むかしむかしあるところにおじいさんとおばあさんが暮らしていました。

度重なる核戦争により、世界の大部分は灰燼に帰してしまいました。

わずかに残る汚染を逃れた地域は金持ちや政治家といった権力者に占拠され壁で囲われ、残りの人間はそこを締め出され廃墟とし化したかつての街にスラムを作り細々と暮らしていたのです。

おじいさんは体が不自由で、ほとんど動けませんのでおばあさんは一日中、忙しく働きどおしでした。
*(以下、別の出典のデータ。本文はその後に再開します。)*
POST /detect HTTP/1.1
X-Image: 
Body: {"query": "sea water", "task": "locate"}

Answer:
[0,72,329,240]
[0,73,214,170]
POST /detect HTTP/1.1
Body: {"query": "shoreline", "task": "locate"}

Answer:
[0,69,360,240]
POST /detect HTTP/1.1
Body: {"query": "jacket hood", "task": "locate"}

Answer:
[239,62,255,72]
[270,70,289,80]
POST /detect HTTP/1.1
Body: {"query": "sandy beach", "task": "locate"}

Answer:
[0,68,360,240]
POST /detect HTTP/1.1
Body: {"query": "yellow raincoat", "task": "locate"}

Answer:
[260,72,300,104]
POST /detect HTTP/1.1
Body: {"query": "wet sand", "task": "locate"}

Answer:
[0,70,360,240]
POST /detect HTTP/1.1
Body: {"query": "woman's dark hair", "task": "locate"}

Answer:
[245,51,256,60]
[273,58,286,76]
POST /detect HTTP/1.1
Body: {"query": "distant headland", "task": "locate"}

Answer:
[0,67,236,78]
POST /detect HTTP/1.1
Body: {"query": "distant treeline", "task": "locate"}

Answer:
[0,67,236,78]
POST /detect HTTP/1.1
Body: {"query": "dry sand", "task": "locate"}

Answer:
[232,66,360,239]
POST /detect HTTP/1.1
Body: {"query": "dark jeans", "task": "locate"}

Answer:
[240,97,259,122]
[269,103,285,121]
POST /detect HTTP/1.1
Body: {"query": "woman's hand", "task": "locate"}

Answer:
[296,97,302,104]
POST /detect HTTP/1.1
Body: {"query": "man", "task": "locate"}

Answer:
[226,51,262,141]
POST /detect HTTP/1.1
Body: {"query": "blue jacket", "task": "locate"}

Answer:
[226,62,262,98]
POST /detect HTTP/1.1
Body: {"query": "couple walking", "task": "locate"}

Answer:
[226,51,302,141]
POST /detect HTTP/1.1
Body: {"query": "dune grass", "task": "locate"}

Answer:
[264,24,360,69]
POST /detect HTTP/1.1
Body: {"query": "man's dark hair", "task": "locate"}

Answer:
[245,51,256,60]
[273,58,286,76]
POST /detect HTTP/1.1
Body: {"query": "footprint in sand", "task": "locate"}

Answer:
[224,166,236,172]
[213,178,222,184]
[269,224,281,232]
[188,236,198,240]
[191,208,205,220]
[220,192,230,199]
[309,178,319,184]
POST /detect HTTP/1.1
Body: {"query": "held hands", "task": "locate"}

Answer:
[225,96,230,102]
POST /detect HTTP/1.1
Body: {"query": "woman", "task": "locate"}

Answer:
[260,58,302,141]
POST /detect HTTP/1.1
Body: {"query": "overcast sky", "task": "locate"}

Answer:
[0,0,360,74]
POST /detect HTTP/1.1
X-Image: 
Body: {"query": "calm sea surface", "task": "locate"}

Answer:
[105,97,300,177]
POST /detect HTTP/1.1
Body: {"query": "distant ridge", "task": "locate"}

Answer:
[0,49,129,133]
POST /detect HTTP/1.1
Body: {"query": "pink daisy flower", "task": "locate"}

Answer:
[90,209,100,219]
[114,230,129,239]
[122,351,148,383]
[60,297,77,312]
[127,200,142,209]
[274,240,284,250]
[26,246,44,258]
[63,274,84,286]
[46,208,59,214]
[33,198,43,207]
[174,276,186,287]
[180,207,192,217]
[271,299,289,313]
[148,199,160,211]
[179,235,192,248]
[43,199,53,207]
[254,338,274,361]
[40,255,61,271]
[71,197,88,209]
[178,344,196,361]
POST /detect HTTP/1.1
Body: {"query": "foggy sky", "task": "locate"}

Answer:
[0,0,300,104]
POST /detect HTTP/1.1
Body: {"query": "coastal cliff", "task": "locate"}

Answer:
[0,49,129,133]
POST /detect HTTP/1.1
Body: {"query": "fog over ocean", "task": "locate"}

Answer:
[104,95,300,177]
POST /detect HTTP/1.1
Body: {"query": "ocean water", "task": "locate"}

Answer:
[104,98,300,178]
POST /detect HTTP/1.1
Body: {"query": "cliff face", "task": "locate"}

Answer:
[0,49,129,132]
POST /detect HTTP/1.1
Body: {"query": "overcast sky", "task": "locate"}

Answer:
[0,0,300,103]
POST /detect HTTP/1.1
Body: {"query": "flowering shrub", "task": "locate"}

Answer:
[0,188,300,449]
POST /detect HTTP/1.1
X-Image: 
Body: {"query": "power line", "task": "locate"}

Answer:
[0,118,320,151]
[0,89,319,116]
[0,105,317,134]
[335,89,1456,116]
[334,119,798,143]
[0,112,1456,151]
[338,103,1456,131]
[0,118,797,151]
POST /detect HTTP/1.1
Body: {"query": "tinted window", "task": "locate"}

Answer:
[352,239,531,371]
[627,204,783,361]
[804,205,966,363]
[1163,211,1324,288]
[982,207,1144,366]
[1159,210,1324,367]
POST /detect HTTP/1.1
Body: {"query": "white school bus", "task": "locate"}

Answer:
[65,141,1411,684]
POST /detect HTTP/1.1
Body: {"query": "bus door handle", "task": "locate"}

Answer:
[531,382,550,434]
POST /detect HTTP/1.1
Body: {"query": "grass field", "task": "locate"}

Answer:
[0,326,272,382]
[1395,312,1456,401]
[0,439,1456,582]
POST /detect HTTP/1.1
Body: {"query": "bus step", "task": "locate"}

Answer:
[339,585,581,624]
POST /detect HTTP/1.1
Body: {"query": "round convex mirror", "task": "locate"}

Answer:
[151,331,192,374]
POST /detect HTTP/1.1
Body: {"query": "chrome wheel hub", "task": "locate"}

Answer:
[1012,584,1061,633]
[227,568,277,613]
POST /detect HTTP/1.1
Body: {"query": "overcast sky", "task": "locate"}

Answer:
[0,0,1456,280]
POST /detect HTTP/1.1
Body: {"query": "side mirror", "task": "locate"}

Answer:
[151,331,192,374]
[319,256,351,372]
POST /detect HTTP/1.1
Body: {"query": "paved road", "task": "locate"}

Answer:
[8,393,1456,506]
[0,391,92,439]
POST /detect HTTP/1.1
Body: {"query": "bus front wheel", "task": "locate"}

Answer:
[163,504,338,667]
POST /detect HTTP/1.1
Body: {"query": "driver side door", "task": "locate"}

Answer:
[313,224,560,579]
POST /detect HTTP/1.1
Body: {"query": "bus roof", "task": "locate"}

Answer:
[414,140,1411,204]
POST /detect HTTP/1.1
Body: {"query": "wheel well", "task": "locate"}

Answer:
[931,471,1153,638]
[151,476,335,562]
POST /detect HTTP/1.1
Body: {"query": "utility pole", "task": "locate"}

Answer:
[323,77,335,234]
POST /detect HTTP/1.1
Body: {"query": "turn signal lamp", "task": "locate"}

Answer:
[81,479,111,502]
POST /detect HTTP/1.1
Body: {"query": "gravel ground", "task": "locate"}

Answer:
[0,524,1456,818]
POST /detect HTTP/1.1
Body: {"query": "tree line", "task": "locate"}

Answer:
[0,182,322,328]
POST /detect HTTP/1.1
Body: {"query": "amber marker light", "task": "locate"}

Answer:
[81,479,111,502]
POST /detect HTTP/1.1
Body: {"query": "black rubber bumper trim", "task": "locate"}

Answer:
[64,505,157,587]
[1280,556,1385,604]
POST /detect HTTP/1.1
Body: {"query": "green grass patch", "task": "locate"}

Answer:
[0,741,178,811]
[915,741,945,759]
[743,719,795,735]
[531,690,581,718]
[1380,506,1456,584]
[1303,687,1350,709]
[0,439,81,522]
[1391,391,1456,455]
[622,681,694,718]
ある朝、いつものように誰よりも早く共同洗濯場へ向かったおばあさんはそこで小さな赤ん坊をみつけました。

壁の向こうの権力者たちは望まれずに生まれて来た赤ん坊をこのスラムへ時々捨てに来るのです。とはいってもスラムでは皆、自分が生きるのに精一杯で赤ん坊の面倒をみる余裕のある者などありません。放っておかれた赤ん坊はたいていそのまま息を引き取ってしまいます。


それでも心優しいおばあさんは赤ん坊を連れて帰りおじいさんと二人で育てる事にしました。貧しいながらも二人は自分の食べるモノも我慢して赤ん坊を育てました。"モモ"と赤ん坊は名づけられました。モモはすぐに大きく立派な男の子になり、おじいさんとおばあさんになんとか恩返しをしたいと考えました。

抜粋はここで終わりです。